All of which is a build-up to linking to one of the best I've read in a long time – read it if you build websites and either find yourself daunted by the prospect of re-learning everything you once knew to conform to web standards, or are being driven mad on the project from hell.
Lesson No. 9: In the real world, stylesheet hacks will get your project across the finish line
Yes, stylesheet hacks are mildly disrespectful to the intentions behind the underlying technology. Yes, stylesheet hacks introduce the possibility of nightmares in the wake of a major change…such as the one that will take place when Internet Explorer 7 is released. Yes, the whole subject is an uproar waiting to happen.
This writer takes an unambiguous attitude on the subject. Given a choice between making excuses to a client about why something looks lousy in their browser or just fixing it, the latter decision settles up a pending invoice with far less pain and delay. When used wisely and with the appropriate caveats, stylesheet hacks make life a lot easier!

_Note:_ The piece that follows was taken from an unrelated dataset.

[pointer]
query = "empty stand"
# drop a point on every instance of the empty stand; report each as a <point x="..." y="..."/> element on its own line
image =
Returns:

It also refers to a Zeldman piece about the price of compromises that's worth a read – puts things in perspective a bit…
We hold most of these truths
The version [of the US Declaration of Independence] in Thomas Jefferson's own hand is fascinating not only because it's in Thomas Jefferson's own hand, but also because it contains passages that would have ended slavery at the birth of the American nation. But those passages had to be deleted before the Declaration could be signed by representatives of states where slavery was practiced.
Put another way, the client bought a document intended to liberate all humanity, but demanded changes that kept part of humanity in chains.
So the next time a client requests changes that make your work less beautiful, less usable, or less smart, remember that greater people than you have lost bigger battles over far more important matters.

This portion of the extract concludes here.